In [1]:
import pandas as pd
import json
import sys
import numpy as np
sys.path.append('..')
from helpers.funcs import *

In [2]:
config = json.load(open('../config.json', 'r'))
INPUT_DIR = config['INPUT_DIR']
OUTPUT_DIR = config['OUTPUT_DIR']
TWEET_DIR = config['TWEET_DIR']
NUM_CLUSTERS = config['NUM_CLUSTERS']
events = open(INPUT_DIR + 'event_names.txt', 'r').read().splitlines()
time_dict = json.load(open(INPUT_DIR + "event_year.json","r"))
shooter_race = json.load(open(INPUT_DIR + "shooters_race.json","r"))

In [3]:
filtering = ['noRT', 'clustered']
cluster_method = [None, 'relative']
leaveout = [True, False]
method = ['posterior', 'mutual_information', 'chi_square']

In [12]:
def get_filename(f, c, l, m, b):
    cluster_method = method_name(c, c)
    leaveout = method_name(l, 'leaveout')
    filename = 'polarization_' + m + '_' + f + cluster_method + leaveout + '.json'
    if b:
        filename = 'between_topic_' + filename
    return filename

In [16]:
def get_label(e):
    label = e.split('_')
    new_label = []
    for l in label:
        new_label.append(l[0].upper() + l[1:])
    new_label = ' '.join(new_label)
    return new_label

## for plotting overall polarization

In [17]:
def save_csv(polarization_dict, filename):
    x = []
    y = []
    y_random = []
    labels=[]
    ex = ['fort_lauderdale']  # we exclude Fort Lauderdale because we only have data for the first day after the shooting
    for e, t in time_dict.items():
        if e in ex:
            continue
        new_label = get_label(e)

        x_val = float(2000+t)
        y_val = float(polarization_dict[e][0])
        y_random_val = float(float(polarization_dict[e][1]))
        x.append(x_val)
        y.append(y_val)
        y_random.append(y_random_val)
        labels.append(new_label)
        #labels.append(plt.text(x_val, y_val, new_label, fontsize=8))
    df = pd.DataFrame.from_dict({'year':np.array(x * 2), 'polarization':np.array(y + y_random), 'label':labels * 2, 'is_actual':['actual value']* len(y) + ['value resulting from random party assignment']* len(y)})
    df.to_csv(OUTPUT_DIR + filename.replace('.json', '.csv'), index=False)

In [14]:
for m in method:
    for f in filtering:
        for c in cluster_method:
            for l in leaveout:
                for b in [True, False]:
                    filename = get_filename(f, c, l, m, b)
                    try:
                        file = json.load(open(OUTPUT_DIR + filename,"r"))
                    except:
                        continue
                    print(filename, 'found')
                    save_csv(file, filename)

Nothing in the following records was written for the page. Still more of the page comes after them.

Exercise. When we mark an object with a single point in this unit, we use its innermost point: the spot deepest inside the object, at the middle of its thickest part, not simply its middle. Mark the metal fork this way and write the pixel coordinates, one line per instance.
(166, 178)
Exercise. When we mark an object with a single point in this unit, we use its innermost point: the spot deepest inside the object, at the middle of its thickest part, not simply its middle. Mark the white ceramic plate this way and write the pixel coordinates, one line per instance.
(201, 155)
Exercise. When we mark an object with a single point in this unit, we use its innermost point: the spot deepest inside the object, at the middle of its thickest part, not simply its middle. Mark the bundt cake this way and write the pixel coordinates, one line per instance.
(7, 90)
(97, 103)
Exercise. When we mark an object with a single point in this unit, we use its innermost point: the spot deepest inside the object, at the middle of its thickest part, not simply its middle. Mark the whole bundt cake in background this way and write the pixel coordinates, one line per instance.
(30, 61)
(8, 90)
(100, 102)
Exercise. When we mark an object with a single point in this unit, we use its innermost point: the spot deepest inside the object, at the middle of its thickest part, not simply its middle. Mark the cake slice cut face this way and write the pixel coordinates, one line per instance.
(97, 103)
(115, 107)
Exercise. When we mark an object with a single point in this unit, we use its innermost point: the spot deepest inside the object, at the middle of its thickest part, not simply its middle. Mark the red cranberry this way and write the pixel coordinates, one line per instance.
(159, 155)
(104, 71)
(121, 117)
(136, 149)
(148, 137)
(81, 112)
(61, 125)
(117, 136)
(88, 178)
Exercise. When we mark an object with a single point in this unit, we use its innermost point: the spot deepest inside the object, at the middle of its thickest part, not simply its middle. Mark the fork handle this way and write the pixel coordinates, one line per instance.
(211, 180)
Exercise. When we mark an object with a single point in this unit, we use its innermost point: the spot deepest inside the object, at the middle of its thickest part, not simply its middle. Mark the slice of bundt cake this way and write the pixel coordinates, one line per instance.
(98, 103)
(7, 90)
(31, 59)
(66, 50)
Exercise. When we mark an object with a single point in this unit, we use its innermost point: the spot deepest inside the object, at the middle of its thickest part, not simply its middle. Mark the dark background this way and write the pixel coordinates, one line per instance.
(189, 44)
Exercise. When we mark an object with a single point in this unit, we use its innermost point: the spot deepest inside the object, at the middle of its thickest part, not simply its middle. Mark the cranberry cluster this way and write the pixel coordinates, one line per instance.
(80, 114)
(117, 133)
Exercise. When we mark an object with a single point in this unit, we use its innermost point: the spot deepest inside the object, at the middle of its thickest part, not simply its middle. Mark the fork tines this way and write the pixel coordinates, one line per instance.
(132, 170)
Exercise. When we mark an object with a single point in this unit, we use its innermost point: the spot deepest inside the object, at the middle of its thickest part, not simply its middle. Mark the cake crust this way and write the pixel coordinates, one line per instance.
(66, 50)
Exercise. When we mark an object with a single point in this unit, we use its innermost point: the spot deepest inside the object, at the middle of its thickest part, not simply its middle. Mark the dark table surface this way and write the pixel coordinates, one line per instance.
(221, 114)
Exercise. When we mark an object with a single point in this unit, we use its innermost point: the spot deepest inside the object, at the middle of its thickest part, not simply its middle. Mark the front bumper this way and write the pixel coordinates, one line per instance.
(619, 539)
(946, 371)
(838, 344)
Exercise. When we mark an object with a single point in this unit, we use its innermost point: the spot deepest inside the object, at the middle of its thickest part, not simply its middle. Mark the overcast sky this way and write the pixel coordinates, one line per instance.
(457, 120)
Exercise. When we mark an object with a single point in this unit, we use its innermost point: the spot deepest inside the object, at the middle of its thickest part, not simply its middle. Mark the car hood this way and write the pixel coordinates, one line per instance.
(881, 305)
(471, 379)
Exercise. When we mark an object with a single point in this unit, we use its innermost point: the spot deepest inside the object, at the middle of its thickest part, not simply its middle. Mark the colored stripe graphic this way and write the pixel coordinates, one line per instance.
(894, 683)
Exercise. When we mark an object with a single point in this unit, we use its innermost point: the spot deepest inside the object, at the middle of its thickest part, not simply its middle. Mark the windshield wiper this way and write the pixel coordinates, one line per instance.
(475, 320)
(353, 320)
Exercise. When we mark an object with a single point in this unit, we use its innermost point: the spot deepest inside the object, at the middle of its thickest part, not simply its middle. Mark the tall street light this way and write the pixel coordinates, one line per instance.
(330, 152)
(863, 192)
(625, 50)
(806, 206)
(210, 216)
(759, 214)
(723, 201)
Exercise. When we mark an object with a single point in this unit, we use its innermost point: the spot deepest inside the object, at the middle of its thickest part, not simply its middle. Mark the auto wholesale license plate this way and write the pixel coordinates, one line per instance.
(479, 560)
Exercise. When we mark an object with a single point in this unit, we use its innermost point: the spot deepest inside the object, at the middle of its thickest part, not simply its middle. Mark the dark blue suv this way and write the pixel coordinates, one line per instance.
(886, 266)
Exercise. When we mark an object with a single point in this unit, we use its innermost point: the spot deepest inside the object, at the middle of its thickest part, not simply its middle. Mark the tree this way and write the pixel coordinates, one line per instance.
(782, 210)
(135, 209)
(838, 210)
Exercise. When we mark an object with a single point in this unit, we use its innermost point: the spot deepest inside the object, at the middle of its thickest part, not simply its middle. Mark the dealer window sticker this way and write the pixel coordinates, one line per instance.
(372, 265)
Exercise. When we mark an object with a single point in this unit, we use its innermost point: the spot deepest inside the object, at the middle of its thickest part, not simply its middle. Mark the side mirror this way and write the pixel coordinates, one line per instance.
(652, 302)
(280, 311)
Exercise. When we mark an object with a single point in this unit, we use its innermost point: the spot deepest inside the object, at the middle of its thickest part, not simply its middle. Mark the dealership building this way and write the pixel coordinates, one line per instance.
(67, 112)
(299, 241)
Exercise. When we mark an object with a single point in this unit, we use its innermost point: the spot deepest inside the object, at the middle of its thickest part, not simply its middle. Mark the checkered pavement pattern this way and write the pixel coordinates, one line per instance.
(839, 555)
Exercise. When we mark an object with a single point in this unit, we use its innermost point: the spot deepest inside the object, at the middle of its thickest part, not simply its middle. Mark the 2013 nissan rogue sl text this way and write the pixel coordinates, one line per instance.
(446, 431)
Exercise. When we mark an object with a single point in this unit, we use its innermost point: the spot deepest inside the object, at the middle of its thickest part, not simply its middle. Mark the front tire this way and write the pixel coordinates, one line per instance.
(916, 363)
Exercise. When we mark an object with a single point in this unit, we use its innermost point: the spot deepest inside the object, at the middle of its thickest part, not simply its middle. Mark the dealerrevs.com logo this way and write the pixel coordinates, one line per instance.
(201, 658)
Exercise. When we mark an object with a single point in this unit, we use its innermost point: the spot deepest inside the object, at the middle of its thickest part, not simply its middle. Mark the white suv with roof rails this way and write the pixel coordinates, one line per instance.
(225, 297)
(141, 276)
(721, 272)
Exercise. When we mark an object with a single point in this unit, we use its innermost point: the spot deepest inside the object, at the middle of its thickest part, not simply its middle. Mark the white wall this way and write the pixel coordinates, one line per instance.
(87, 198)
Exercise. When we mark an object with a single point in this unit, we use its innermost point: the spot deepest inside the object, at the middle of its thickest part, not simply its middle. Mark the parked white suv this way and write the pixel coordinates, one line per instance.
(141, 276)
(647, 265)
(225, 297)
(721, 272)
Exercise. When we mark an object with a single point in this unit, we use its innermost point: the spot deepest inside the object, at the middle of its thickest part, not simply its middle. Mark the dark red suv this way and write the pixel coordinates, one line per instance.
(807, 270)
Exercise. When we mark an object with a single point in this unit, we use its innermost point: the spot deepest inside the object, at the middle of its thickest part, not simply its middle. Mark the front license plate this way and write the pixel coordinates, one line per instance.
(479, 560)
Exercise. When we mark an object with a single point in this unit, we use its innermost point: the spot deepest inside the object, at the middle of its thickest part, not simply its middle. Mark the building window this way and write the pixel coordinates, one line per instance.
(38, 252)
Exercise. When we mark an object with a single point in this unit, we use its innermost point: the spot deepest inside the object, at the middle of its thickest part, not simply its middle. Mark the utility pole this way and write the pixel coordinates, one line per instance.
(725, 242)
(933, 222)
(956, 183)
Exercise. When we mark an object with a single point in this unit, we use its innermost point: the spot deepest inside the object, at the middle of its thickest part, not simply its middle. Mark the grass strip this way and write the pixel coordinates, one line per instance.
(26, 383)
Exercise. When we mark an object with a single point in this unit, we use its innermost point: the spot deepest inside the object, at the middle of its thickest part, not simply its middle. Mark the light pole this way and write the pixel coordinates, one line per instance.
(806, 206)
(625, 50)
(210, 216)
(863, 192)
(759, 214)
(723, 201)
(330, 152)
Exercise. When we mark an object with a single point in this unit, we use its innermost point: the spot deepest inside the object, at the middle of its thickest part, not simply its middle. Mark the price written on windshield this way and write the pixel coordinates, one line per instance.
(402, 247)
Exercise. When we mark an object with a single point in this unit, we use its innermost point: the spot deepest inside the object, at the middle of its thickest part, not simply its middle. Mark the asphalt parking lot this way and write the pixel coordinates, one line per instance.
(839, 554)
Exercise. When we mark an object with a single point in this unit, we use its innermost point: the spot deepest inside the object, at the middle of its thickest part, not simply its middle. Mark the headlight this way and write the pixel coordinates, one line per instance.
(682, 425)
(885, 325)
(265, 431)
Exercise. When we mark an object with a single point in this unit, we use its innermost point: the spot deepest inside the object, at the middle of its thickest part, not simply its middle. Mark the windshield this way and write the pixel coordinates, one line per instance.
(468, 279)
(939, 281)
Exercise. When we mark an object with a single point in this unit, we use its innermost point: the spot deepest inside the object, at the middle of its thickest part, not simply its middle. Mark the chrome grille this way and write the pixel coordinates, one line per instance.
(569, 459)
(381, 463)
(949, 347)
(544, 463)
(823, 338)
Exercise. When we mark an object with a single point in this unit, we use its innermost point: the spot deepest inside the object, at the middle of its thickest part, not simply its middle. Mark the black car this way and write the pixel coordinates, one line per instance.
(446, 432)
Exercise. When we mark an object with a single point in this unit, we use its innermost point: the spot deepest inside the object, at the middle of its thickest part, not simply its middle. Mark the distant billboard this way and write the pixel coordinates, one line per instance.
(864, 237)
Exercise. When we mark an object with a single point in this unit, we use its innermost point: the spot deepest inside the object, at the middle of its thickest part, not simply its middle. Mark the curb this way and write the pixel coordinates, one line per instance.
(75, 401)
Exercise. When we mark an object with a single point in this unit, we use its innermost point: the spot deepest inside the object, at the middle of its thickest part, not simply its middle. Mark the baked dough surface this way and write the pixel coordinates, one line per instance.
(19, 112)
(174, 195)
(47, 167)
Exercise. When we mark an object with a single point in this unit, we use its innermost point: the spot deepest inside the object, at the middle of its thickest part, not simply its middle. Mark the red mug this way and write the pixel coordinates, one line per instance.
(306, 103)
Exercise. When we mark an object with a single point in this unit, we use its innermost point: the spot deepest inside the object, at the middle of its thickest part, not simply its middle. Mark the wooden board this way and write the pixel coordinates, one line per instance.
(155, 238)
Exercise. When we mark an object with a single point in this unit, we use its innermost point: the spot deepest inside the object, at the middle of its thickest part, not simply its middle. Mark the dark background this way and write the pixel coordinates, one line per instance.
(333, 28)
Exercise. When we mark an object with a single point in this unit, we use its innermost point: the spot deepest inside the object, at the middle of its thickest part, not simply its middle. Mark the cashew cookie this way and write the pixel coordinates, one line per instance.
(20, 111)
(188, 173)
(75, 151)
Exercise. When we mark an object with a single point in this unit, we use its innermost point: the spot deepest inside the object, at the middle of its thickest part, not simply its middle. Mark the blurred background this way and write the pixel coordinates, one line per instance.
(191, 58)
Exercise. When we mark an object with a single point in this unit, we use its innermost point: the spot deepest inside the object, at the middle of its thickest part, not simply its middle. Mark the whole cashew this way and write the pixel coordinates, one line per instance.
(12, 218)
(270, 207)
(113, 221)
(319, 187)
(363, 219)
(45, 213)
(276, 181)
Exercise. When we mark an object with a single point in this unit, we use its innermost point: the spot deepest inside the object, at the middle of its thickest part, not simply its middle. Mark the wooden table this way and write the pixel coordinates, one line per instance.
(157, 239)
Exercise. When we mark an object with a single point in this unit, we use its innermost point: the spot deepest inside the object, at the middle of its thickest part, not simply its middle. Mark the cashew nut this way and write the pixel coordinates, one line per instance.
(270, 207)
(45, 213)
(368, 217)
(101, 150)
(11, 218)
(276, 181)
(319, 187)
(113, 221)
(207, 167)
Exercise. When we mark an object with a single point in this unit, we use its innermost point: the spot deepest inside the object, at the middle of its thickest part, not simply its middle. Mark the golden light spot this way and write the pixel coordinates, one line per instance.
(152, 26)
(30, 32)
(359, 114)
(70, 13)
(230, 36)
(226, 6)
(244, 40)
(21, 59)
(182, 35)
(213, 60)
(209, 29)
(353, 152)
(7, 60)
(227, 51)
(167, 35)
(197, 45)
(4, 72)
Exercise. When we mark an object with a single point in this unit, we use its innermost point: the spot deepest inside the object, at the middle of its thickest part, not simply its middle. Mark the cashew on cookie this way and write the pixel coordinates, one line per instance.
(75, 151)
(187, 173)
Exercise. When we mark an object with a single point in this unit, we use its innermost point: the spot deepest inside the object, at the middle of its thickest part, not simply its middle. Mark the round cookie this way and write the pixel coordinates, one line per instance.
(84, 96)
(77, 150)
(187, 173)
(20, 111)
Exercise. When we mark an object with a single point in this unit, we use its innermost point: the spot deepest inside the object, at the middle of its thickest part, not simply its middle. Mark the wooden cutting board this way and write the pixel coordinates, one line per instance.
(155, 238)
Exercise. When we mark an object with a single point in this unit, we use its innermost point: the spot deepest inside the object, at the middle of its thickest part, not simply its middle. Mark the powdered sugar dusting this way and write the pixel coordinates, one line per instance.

polarization_posterior_noRT_leaveout.json found
polarization_posterior_noRT.json found
between_topic_polarization_posterior_clustered_relative_leaveout.json found
between_topic_polarization_posterior_clustered_relative.json found
polarization_mutual_information_noRT_leaveout.json found
polarization_mutual_information_noRT.json found
between_topic_polarization_mutual_information_clustered_relative_leaveout.json found
between_topic_polarization_mutual_information_clustered_relative.json found
polarization_chi_square_noRT_leaveout.json found
polarization_chi_square_noRT.json found
between_topic_polarization_chi_square_clustered_relative_leaveout.json found
between_topic_polarization_chi_square_clustered_relative.json found


## for plotting within topic polarization

In [35]:
def get_within_topic_values(e, method, leaveout, cluster_method):
    within_topic_pol = json.load(open(TWEET_DIR +e+"/"+e+"_topic_polarization_"+method + cluster_method+leaveout+".json","r"))
    # get the topic proportions
    topics = pd.read_csv(TWEET_DIR + e + '/' + e + '_kmeans_topics_' + str(NUM_CLUSTERS) + '.csv')
    if cluster_method != '':
        _, topics = get_assigned_indices_relative(topics) if cluster_method == '_relative' else get_assigned_indices_absolute(topics)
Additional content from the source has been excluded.